The Carlisle Mosquito Online

Friday, June 11, 2004

Features

Letters home from the troops in World War II

With so much talk of war these days, it seemed a good time to share with you a collection of letters in the archives of the Carlisle Historical Society. The letters, dated from 1942 to 1945, were written in response to packages sent by the Carlisle United Service Committee to local men and women serving in World War II. Headed by George H. Nobbs, a Spanish-American War veteran and active member of the community, the Committee provided Care packages for those on duty in the U.S. and overseas. The packages contained articles like soap, candy, and cigarettes — things soldiers were grateful to receive during the difficulties of training or in the dangers of a war zone. But it was the fact that the package had come from home that was so meaningful to these servicemen and women. The thanks they expressed was in response to the articles, but far greater was their gratitude for a little piece of Carlisle received at a base far from home. (All letters are transcribed exactly as they were written.)

It is with mingled feeling that I begin this letter, for your package arrived yesterday, quite as a surprise. Indeed, any package from Massachusetts, and particularly Carlisle, is the occasion for a quick breath, and feverish opening. Yours, likewise, was truly set upon, and may I here say that it symbolized one of the nicest gestures that has ever befallen me.

Frits A.S. Winblad, Lt. (19) DC-V(G) USNR

November 1942

They were stationed everywhere. From rural Carlisle they were sent across the country and then around the world. Letters are postmarked from bases in Laramie, Wyoming; Victoria, Kansas; Miami, Florida; San Francisco, California; Gulfport, Mississippi and many others. The soldiers had names we recognize from town affairs: Wilkins, Currier, Lapham, Malcolm, Lovering, and Ricker among them. Their ranks ranged from private to captain and they served in various branches of service in the air, on the ground, and at sea.

We have all been classified as pilots, bombadiers, or navigators now (I had the good fortune to be classified as a pilot) and are waiting for an opening in some pre-flight school to begin training.

Larry Lunt
December 1942

I would like to relate my present activities, but due to the fact that I am now in a combat zone there is little I can write due to existing censorship regulations.

Corporal Horace N. Ricker
January 1944


And their letters could indeed be censored. One, from P.F.C. Lafayette "Fay" Currier, was written on American Red Cross V-Mail and includes a place for the censor's stamp, although all the letters in the collection are intact.
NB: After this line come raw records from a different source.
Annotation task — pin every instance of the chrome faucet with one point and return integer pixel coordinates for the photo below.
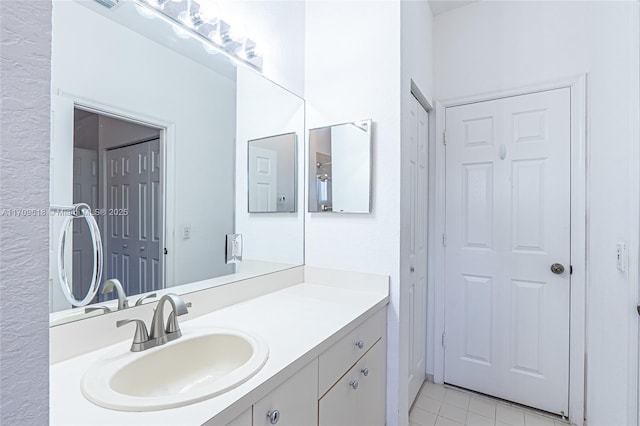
(112, 284)
(104, 309)
(165, 333)
(161, 333)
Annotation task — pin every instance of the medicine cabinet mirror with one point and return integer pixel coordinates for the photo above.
(272, 171)
(150, 129)
(340, 168)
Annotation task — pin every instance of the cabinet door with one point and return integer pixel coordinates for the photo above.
(296, 401)
(358, 398)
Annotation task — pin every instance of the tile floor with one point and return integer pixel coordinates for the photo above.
(438, 405)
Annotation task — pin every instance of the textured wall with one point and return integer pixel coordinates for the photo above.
(25, 56)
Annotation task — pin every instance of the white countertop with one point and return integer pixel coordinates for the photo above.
(299, 323)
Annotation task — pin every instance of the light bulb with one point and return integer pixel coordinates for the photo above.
(209, 11)
(143, 11)
(238, 32)
(209, 49)
(181, 32)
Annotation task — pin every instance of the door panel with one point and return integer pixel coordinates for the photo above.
(507, 221)
(134, 239)
(417, 250)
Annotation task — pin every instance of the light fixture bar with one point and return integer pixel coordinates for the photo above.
(218, 39)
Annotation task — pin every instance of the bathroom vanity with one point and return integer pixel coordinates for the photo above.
(326, 337)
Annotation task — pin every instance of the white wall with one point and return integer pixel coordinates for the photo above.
(417, 65)
(277, 26)
(352, 72)
(24, 183)
(198, 103)
(489, 46)
(265, 109)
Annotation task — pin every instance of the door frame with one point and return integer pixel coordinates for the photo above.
(167, 149)
(579, 167)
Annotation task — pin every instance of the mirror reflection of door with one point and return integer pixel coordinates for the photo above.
(85, 190)
(263, 179)
(118, 172)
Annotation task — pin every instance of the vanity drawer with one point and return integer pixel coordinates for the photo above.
(335, 361)
(358, 398)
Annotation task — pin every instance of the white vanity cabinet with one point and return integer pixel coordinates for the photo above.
(293, 403)
(358, 398)
(344, 385)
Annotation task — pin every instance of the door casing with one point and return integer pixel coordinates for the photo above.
(577, 308)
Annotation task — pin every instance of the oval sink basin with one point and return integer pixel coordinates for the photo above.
(199, 365)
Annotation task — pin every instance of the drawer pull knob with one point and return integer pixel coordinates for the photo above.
(273, 416)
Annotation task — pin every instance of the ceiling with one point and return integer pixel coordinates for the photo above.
(442, 6)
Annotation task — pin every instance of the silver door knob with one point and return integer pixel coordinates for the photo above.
(273, 416)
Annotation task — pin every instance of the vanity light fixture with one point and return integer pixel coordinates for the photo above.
(201, 20)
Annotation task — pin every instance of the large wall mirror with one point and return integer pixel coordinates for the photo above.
(152, 131)
(340, 168)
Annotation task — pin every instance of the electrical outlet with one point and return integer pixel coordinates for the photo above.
(234, 248)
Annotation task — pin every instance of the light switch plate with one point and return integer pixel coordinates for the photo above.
(621, 256)
(186, 232)
(234, 248)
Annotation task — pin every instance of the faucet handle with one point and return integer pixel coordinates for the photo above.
(172, 321)
(141, 335)
(105, 309)
(143, 298)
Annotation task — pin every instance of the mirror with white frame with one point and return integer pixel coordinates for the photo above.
(272, 168)
(340, 168)
(150, 128)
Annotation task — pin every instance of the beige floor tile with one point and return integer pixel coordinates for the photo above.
(422, 418)
(428, 404)
(434, 391)
(510, 416)
(483, 407)
(443, 421)
(454, 413)
(535, 420)
(457, 398)
(474, 419)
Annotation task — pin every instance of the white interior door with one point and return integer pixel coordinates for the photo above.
(134, 216)
(263, 180)
(418, 169)
(507, 222)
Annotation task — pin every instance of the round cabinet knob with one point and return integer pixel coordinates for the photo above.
(557, 268)
(273, 416)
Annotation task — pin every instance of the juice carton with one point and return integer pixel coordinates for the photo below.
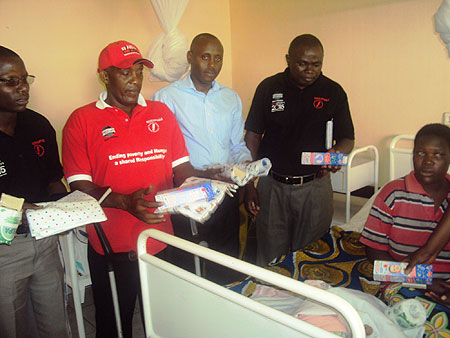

Not all of the service people were men. Several Carlisle women served, including Priscilla A. Currier, Doreen I. Young, and Margaret Gauthier. Margaret, a member of the Women's Army Auxiliary Corps, wrote:

I was greatly envied by the girls in my barrack as they said I must feel like a real soldier with the good people of my community sending me a Xmas parcel! This is a marvelous organization and I hope that I shall prove a good soldier and serve my country well.
I must ask you to please not publish this letter in any paper as it is contrary to our rules.
Aux. Margaret Gauthier
November 1942


The letters vary from the simplest "thank you" to the work of a more creative writer, somewhere in Burma:

We are quartered in one hundred percent, well, ninety-five percent, at least, bamboo bashas: bamboo uprights, rafters, ties, woven bamboo mats for the walls and roofs- the latter covered with thatch- the doors themselves turn on bamboo hinges, that is: there's a joint of the stuff stuck in the ground and another tied to the wall above the opening to hold the vertical length of bamboo on the hinge side of the door. The shacks themselves are tied together with strips of the stuff. The camp is one of many hacked out of the jungle on a road to Mandalay, and along the stream behind the motor pool are tracks of all kinds of deer, of cats and of monkeys; along the road in front there is an endless stream of vehicles, pack animals, cavalry, and even an occasional elephant.
Private Charlie L. Little
February 1945

Or this observation from Horace N. Ricker:

Not much to tell about this place, except that coconut, rubber, and palm trees will never take the place of New England oak and pine.
January 1943


Charlie Little was prophetic when he wrote in February of 1945:

I don't expect that you'll be giving out gifts next year, we'll all be home long before Christmas.

And he was right, they were. Of the Carlisle residents who served in World War II, all came home but one. He was Louis A. Rivard, an orphan from Lowell who had lived with the McAllister and Kierstead families as a foster child. Rivard, a flight crew member, went down on a training flight off the East Coast. The wreckage was never recovered.

The real meaning of a gift from home was thoughtfully conveyed in these lines from Private Joseph Beaudette in December of 1943:

It makes a soldier want to fight all the harder when he knows down inside his friends are thinking of him.

Or these from Frits Winblad, written in November of 1942:

Again may I reiterate my appreciation for your gift. Since time immemorial man has tried to avoid oblivion, or of being forgotten. To know that the folks back home think of us who are in the service makes one feel swell. Thanks a million.